A spatial and temporal analysis of forest dynamics using Landsat time-series

Abstract

Understanding forest dynamics at the landscape scale is critical given the demands of sustainable forest management and climate change mitigation. This study proposes an approach for holistically characterising and analysing forest dynamics across large areas and long-time periods using information derived from Landsat time-series. To achieve this, we first developed a two-phase classification process to predictively map (1) disturbance and recovery levels and (2) disturbance causal agents for multiple detected disturbance events. The model explanatory data included a range of trajectory-based metrics derived from Landsat time-series, while model training and validation data were derived from a human-interpreted reference dataset. While previous studies have often described forest dynamics using some specific spectral change metrics, we demonstrated an ensemble approach to map disturbance and recovery trends (by treating them as a single metric) and to characterise not only abruptly occurring change events (e.g., clear-fell logging and wildfire) but also events of low severity (e.g., prescribed burning and selective logging). In addition, we adopted a space-time data cube concept to simultaneously report both newly detected disturbance events (detected disturbances) as well as events that have previously occurred but are ongoing (ongoing disturbances). This ongoing element of forest dynamics is often under-reported. The method was tested over 3.7 million ha of public land sclerophyll forests, where multiple disturbance events have occurred over the last 30 years (1987–2016).
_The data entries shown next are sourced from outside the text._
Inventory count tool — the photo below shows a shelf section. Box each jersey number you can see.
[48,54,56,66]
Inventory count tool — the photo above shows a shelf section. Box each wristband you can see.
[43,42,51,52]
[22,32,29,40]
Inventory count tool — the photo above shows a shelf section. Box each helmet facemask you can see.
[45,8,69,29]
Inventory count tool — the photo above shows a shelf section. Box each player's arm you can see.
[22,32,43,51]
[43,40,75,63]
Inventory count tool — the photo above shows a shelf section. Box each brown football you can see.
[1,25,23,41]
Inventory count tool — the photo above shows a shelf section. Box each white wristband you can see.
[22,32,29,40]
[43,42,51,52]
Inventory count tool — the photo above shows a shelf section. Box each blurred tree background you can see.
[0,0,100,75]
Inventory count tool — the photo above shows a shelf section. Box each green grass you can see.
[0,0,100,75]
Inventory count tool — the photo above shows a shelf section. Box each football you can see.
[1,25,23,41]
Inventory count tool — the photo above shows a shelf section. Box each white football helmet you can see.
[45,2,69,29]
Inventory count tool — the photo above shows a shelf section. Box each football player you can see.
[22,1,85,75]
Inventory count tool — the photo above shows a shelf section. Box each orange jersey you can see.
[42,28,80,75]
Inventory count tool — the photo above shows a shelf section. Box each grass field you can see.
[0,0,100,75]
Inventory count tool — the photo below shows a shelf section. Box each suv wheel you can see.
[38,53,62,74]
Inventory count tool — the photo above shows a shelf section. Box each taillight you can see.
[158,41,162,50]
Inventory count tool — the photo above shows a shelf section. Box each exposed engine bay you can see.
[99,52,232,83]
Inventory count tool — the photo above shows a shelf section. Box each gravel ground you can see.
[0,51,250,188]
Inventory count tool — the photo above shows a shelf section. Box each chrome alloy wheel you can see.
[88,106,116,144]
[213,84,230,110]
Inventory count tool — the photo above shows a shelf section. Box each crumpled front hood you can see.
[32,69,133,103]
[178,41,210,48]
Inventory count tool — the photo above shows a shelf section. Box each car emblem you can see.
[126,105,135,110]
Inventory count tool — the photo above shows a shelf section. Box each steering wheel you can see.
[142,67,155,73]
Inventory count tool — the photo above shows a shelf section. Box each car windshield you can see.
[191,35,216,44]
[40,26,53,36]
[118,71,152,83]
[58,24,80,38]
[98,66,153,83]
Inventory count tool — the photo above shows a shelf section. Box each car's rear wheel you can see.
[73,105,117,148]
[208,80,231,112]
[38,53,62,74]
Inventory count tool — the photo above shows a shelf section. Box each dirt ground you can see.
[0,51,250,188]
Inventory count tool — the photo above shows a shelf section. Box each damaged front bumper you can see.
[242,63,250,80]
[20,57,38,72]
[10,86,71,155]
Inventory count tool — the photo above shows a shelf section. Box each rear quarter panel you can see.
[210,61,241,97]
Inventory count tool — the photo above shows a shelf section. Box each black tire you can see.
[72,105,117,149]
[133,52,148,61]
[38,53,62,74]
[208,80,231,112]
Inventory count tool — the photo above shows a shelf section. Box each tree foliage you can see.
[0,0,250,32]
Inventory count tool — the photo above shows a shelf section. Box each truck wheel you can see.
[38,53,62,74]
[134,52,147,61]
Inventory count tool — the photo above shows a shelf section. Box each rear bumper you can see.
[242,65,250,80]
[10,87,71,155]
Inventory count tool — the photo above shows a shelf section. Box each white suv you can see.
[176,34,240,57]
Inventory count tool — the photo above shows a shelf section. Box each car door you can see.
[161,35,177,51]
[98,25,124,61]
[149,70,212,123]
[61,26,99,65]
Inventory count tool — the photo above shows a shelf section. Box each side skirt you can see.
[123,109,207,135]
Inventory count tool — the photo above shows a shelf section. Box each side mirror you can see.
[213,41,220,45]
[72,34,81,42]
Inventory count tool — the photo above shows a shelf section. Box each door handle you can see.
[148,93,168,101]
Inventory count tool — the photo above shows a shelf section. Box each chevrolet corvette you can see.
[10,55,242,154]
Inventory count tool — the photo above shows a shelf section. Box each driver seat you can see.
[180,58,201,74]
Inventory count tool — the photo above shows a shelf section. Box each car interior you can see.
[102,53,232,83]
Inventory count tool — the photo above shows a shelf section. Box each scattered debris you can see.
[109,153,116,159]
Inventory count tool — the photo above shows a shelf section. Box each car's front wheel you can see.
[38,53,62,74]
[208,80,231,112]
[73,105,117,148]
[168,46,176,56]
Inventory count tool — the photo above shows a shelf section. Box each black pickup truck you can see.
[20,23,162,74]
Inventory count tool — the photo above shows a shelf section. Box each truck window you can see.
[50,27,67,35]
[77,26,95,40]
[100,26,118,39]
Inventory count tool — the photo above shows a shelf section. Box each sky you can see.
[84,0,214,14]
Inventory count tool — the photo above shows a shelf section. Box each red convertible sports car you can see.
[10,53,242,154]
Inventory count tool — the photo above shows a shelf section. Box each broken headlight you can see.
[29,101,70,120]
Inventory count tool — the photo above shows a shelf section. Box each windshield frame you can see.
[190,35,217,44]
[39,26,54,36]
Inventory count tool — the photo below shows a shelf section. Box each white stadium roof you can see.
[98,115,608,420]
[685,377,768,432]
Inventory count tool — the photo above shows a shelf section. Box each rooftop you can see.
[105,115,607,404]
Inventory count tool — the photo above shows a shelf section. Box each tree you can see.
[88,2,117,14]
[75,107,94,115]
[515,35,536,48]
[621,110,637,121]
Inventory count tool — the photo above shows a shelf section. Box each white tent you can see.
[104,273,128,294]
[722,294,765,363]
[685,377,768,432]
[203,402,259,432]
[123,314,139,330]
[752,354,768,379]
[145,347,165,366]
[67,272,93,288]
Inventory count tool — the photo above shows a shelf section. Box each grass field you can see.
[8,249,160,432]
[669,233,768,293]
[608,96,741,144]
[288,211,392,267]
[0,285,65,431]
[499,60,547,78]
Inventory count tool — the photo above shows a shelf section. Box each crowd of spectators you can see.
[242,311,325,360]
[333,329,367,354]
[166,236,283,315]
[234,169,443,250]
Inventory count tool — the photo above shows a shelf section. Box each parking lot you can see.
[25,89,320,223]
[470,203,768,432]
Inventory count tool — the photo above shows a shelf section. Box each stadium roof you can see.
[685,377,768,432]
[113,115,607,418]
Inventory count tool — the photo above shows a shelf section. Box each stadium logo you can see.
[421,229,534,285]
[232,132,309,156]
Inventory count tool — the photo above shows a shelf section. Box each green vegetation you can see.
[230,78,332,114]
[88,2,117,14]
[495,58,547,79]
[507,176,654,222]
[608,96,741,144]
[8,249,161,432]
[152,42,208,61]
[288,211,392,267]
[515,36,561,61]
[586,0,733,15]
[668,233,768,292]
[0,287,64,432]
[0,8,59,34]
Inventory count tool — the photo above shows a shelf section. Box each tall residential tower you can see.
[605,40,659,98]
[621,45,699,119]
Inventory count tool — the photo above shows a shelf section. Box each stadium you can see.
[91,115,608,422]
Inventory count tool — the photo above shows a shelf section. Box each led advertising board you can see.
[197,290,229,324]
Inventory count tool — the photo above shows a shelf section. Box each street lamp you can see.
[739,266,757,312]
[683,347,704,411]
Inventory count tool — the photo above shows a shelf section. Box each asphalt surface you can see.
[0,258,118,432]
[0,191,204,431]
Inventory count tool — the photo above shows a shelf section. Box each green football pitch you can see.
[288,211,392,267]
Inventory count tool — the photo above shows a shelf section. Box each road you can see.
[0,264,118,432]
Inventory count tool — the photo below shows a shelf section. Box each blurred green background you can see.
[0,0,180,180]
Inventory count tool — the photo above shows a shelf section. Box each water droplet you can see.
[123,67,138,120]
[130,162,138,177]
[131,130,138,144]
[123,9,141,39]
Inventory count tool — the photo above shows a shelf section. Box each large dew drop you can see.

Our models of disturbance and recovery levels obtained overall accuracies of 78.6% and 72.3% for primary and secondary disturbance events, respectively. The overall accuracies for the models of disturbance causal agents were 80.7% and 73.0%, respectively. The data cube reported an average annual disturbance rate of 4.2% per year. This was dominated by newly detected disturbance (2.7% per year) as distinct from ongoing disturbance that was, however, considerable (1.5% per year). Our approach presented herein can improve the understanding of forest dynamics over long time periods and large areas and has potential for supporting land managers.